Nestle India's senior counsel Iqbal Chagla informed the division bench of justice VM Kanade and justice BP Colabawala that 40,000 crore packets were to be recalled from across the country. He added 17,000 crore packets have already been destroyed and also assured the court that the process will be completed by the end of July.
Chagla, who was arguing against the ban on the brand by the Food Safety and Standards Authority of India (FSSAI) and later Maharashtra's food safety commissioner, told the court that he had received affidavits from these authorities, and requested the court for final hearing. The matter was then adjourned for July 14.
To Chagla's submission that packets of Maggi were being destroyed, government counsel Mehmood Pracha said, "Why blame us... If the company claims that its product is safe and follows the safety standards then let them export it instead of destroying."
In its affidavit filed in the Bombay high court, FSSAI has submitted that there was no anomaly in its order to recall Maggi from outlets across India as well as to stop its production. The food regulator also said the directives, which were issued to Nestle India, were well within its powers under the food safety and standards act.
FSSAI said that without a risk assessment and the grant of product approval the product could not be allowed to remain in the market.

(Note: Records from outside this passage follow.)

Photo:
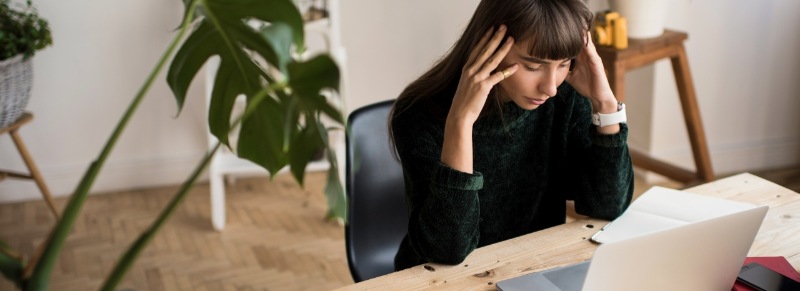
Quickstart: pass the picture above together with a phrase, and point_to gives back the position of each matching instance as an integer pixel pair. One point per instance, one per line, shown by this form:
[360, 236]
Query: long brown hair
[553, 29]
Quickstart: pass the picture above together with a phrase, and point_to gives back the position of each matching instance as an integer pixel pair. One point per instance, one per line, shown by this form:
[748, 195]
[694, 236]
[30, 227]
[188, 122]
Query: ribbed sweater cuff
[454, 179]
[610, 140]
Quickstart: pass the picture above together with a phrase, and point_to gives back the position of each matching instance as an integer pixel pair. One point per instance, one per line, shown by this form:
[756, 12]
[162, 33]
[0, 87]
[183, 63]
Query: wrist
[607, 106]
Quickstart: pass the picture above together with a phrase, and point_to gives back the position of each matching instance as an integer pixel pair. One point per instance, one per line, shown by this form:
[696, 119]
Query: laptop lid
[703, 256]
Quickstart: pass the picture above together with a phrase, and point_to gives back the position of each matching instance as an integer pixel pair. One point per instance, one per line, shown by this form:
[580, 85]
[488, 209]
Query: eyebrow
[537, 60]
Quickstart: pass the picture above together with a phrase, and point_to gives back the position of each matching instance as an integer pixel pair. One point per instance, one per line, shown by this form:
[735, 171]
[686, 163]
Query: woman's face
[536, 79]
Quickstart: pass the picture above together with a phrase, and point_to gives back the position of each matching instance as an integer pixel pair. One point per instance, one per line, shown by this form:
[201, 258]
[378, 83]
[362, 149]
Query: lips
[535, 101]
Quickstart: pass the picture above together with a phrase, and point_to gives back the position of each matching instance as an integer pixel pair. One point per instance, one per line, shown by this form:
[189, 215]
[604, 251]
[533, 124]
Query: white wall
[104, 50]
[390, 43]
[745, 66]
[742, 55]
[102, 53]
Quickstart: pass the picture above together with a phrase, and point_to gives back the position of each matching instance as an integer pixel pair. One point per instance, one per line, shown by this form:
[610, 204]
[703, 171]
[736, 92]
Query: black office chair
[377, 216]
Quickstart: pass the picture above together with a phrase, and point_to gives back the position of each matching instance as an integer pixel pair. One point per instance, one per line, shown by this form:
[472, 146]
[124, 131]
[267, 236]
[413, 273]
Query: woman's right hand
[477, 77]
[476, 81]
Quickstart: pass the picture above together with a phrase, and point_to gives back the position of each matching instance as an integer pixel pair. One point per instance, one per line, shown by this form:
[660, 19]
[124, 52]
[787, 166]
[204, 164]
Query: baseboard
[734, 157]
[115, 176]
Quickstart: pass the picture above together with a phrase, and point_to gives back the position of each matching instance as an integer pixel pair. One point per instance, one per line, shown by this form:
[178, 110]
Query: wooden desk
[567, 244]
[647, 51]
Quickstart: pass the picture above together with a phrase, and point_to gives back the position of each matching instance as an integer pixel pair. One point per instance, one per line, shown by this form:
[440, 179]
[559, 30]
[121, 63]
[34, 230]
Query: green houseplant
[22, 33]
[280, 126]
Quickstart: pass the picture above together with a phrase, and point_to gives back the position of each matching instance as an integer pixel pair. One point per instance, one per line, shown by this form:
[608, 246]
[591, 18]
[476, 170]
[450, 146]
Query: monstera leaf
[284, 128]
[281, 126]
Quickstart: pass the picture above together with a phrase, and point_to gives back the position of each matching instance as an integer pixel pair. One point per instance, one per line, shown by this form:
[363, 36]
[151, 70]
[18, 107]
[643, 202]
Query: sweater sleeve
[605, 174]
[444, 212]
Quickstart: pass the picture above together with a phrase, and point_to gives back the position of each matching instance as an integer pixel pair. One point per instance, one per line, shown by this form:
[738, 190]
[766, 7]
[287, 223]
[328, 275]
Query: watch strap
[601, 119]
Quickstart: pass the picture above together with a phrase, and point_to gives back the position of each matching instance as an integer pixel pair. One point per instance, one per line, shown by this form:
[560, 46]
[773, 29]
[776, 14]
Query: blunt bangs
[554, 32]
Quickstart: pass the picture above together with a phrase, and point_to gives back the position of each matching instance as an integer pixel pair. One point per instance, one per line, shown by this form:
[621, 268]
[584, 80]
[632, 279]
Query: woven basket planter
[16, 76]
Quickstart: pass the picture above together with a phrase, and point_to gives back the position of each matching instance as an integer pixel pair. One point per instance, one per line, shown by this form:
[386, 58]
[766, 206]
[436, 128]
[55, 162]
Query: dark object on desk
[777, 264]
[377, 216]
[762, 278]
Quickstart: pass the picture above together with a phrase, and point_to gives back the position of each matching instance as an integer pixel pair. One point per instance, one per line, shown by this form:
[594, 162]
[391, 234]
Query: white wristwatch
[601, 120]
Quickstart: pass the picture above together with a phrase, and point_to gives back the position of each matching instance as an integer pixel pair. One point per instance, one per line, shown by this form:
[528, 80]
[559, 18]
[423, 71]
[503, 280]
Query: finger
[503, 74]
[498, 56]
[490, 47]
[477, 49]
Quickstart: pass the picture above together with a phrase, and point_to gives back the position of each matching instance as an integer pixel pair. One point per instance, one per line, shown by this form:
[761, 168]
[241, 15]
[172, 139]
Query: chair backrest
[377, 216]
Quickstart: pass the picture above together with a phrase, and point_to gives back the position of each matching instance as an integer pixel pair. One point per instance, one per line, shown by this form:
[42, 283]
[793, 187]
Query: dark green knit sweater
[526, 164]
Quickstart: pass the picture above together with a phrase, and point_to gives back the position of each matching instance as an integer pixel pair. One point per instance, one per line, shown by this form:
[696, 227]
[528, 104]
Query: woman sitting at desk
[493, 141]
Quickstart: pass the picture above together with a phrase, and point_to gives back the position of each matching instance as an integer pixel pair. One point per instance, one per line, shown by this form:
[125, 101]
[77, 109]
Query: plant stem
[41, 274]
[127, 260]
[138, 246]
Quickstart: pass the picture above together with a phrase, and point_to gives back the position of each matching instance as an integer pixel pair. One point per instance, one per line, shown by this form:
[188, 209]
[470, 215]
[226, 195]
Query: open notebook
[668, 240]
[662, 208]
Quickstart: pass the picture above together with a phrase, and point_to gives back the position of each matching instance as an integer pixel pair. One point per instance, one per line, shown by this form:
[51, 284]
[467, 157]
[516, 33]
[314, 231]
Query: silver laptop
[703, 256]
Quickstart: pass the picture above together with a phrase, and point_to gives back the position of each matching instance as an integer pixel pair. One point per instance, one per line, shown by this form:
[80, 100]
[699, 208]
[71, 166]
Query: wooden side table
[647, 51]
[23, 151]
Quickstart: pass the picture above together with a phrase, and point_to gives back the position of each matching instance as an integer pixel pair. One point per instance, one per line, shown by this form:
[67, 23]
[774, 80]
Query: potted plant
[22, 33]
[280, 126]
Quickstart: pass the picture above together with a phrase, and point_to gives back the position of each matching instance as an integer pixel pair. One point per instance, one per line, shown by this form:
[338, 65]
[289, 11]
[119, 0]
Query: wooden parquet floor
[275, 239]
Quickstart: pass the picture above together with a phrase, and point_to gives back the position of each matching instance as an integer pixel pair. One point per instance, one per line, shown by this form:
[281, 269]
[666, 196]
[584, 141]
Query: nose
[549, 84]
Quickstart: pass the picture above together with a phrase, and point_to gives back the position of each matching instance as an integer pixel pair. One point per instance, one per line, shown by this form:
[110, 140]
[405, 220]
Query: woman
[498, 135]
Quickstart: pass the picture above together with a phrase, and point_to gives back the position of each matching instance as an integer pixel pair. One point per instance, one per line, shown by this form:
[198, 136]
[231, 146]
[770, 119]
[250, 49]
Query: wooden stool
[647, 51]
[23, 151]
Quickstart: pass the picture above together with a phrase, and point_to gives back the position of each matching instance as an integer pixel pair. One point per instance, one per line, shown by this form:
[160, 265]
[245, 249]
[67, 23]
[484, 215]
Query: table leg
[691, 114]
[35, 174]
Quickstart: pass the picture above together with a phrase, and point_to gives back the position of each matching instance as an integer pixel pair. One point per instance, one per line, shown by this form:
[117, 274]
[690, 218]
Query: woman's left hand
[589, 78]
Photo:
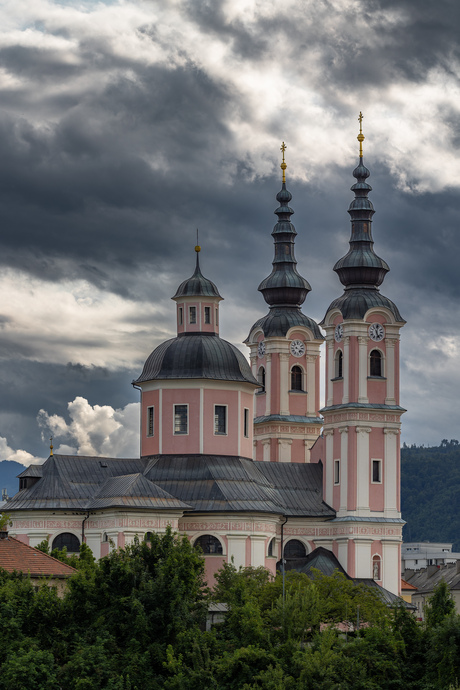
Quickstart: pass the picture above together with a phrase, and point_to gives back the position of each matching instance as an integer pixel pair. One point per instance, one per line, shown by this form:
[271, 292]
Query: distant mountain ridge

The state FDA in its affidavit has also strongly defended its action to prohibit the manufacture, storage, distribution and sale of Maggi noodles.
On June 5, 2015, FSSAI had imposed ban on all nine variants of Maggi after finding that the Tastemaker added to the product while cooking contained lead to the extent of 4.6 parts per million - in excess of the permissible limit of 2.5 ppm. The order also required Nestle India not just to recall all the nine variants of Maggi but also stop production and distribution of the product in the market.
A day later, Maharashtra's food safety commissioner issued a formal order imposing a ban on the products across the state and ordered the company to recall all the products from the market.